Windfall for Wiese but slim pickings for minorities if Pepkor delists
Retailer Pepkor announced on Thursday last week that it had received a takeover offer of R10 per share, valuing the group at R2.1 billion, that, if implemented, would see the group delist from the JSE Securities Exchange.
Pepkor, which owns Pep Stores, Ackermans and Best & Less in Australia, has had a strong following among individual and institutional shareholders, who have been patient with the group during years of poor performance and costly restructuring. Just as the recovery corner has been successfully negotiated, a surreptitious scheme has been conjured up to jettison the long-suffering minorities at what appears to be a humiliatingly low price. The offer has been made by Newco and is underwritten by Brait and Old Mutual. Newco will have three other shareholders - Pepkor management, an empowerment partner and Pepkor shareholder Christo Wiese.
The share has performed relatively well over the past year, rising from R4 last August to the current R9.90. With Pepkor performing significantly better at the operating level, investors were expecting further price appreciation to come.
There is certainly one investor that the proposed deal suits very well indeed. This is none other than the controlling shareholder - Wiese. Pepkor's latest annual report reveals that he owns 47 million-odd shares for which he will receive about 28.7 million shares in Newco. Added to this, Wiese will receive R33 million in cash and 33 million additional Newco shares for his holding of 91.9 million non-convertible, non-participating, non-transferable redeemable no par value preference shares. This is a handsome reward for an investment (in the preference shares) that, according to the annual report, cost a paltry R92 000.
From information provided in the annual report, the preference shares are not convertible into shares of any other class, are not entitled to participate in profits or dividends, but are entitled to a vote at any company meeting. The preference shares are redeemable in relation to the extent that the shareholder disposes of his interest in the ordinary shares of the company. All issued preference shares are fully redeemable should the shareholder's interest in the ordinary shares become less than 10 percent. The preference shareholder will receive R33.3 million in cash in respect of the loss of voting rights and Newco will issue 33.3 million shares to discharge the preference consideration. Wiese will ultimately have a stake of about 33 percent in Newco.

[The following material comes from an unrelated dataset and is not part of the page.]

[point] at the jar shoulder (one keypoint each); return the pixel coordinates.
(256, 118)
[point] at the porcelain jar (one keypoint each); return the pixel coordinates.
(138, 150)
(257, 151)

The Pepkor deal has caused consternation in the market, but whether the disquiet will translate into concrete action by minority shareholders attempting to defeat the buyout remains to be seen. A defeat of the resolutions to be put to a general meeting later this year will depend upon institutional discontent with the deal and concerted opposition to it. With the renewed interest in corporate governance, the Shareholders' Association sincerely trusts that the institutions will weigh up the terms of the deal and reject it if it is not deemed to be in the interest of the beneficial owners.
Another important consideration is that institutional investors are not permitted to hold shares in unlisted companies, so they are precluded from accepting the shares in Newco and are therefore forced to relinquish their holding in Newco.
Wiese was quoted this week as saying: "Shareholders should be aware that an unlisted company had more risk and that they would not receive dividends until borrowings were repaid, which might take three or four years, or longer depending on its expansion." This is patronising and trite as minority shareholders are well aware that they are not in Wiese's league.
Wiese gave minority shareholders a huge reason for rejecting the offer out of hand by saying: "I cannot say that the share price will not be R20 or R30 in three years' time. That is what we are all working for."